Thu Apr 8 10:00:59 CEST 2010
mike ha scritto:
> On 04/07/2010 02:47 PM, nando wrote:
>
>> Seek will not change the address.
>>
>>
>> ---------- Original Message -----------
>> From: Doriano Blengino<doriano.blengino at ...1909...>
>> To: nando_f at ...951..., mailing list for gambas users
>> <gambas-user at lists.sourceforge.net>
>> Sent: Wed, 07 Apr 2010 11:06:42 +0200
>> Subject: Re: [Gambas-user] Parallel Port - Illegal Seek -
>>
>>
>>
>>> nando ha scritto:
>>>
>>>
>>>> Using SEEK is not correct.
>>>> If you think of the parallel port as a file, you cannot seek.
>>>> It doesn't make sense.
>>>> You can only read and write.
>>>> What are you trying to accomplish ?
>>>> -Fernando
>>>>
>>>>
>>>>
>>> He is trying to do low level access to the parallel port, which has 3
>>> hardware addresses.
>>> In that respect, seek() would make sense to select which IO address to
>>> read from/write to.
>>> Whether this works or not, depends on how the kernel driver interprets
>>> the seeks, but the following listing makes it clear that somewhere
>>> (other OSes?) this behavior works.
>>> The error could also arise from other problems: permissions, missing
>>> modules, wrong major/minor numbers and so on...
>>>
>>> Regards,
>>> Doriano
>>>
How already stated in a previous email, it is possible to access I/O
ports in different manners.
After a research, I discovered two viable ways - direct access (I don't
know if gambas has I/O instructions), and /dev/port, which is a device.
In this last case seek() is used to address a port.
From http://tldp.org/HOWTO/IO-Port-Programming-2.html :
>
> Another way to access I/O ports is to |open()| |/dev/port| (a
> character device, major number 1, minor 4) for reading and/or writing
> (the stdio |f*()| functions have internal buffering, so avoid them).
> Then |lseek()| to the appropriate byte in the file (file position 0 =
> port 0x00, file position 1 = port 0x01, and so on), and |read()| or
> |write()| a byte or word from or to it.
>
> Naturally, for this to work your program needs read/write access to
> |/dev/port|. This method is probably slower than the normal method
> above, but does not need compiler optimisation nor |ioperm()|. It
> doesn't need root access either, if you give a non-root user or group
> access to |/dev/port| --- but this is a very bad thing... [about
> security]...
Using /dev/port can be problematic: can gambas do unbuffered I/O?
Other methods would be to use some external program or library (shared
object).
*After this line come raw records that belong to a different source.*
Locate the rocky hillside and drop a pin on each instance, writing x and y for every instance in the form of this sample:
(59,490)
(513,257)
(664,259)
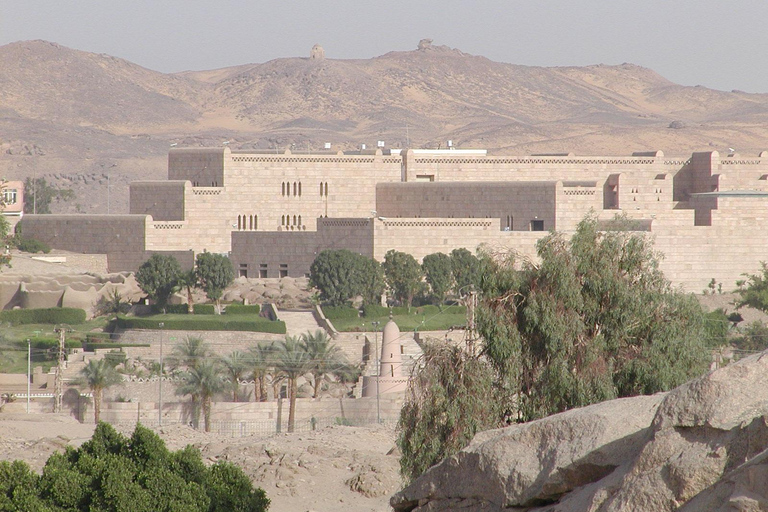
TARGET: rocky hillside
(84,120)
(702,447)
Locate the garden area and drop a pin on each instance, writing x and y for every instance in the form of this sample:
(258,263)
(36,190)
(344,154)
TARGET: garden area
(424,318)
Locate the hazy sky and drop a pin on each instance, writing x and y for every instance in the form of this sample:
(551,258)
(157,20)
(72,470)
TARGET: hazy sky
(716,43)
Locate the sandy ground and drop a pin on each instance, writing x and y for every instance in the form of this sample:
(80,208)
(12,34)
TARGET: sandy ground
(337,469)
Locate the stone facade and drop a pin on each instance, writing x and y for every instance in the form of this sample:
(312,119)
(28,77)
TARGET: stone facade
(274,212)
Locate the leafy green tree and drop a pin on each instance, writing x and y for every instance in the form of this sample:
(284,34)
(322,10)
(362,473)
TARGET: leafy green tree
(188,281)
(38,195)
(595,319)
(260,361)
(466,268)
(203,381)
(753,291)
(112,472)
(158,277)
(438,272)
(341,275)
(235,366)
(98,375)
(292,360)
(214,274)
(325,358)
(403,275)
(451,396)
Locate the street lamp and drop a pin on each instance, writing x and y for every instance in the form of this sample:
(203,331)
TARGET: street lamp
(160,379)
(378,371)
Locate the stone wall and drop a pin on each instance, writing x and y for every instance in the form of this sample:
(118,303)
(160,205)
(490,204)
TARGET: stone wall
(514,204)
(163,200)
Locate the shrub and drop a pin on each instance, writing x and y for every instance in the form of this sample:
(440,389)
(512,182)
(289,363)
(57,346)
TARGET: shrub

If gambas does not have I/O (peek & poke), then an external
library is the most performant way, though not the simpler. Gambas can
interface with external libraries using EXTERNAL declaration.
Googling about this issue, I found some interesting page:
http://tldp.org/HOWTO/IO-Port-Programming-2.html
http://www.epanorama.net/circuits/parallel_output.html
http://www.faqs.org/docs/Linux-mini/IO-Port-Programming.html
http://cyberelk.net/tim/parport/parport.html
http://people.redhat.com/twaugh/parport/html/ppdev.html
The best way would be to write a gambas component, having either
internal I/O instructions (a C component) or relying to an external
library (a gambas component calling an external library; may be there is
something already done somewhere).
Hey, gambas gurus out there... someone has the time? I do not.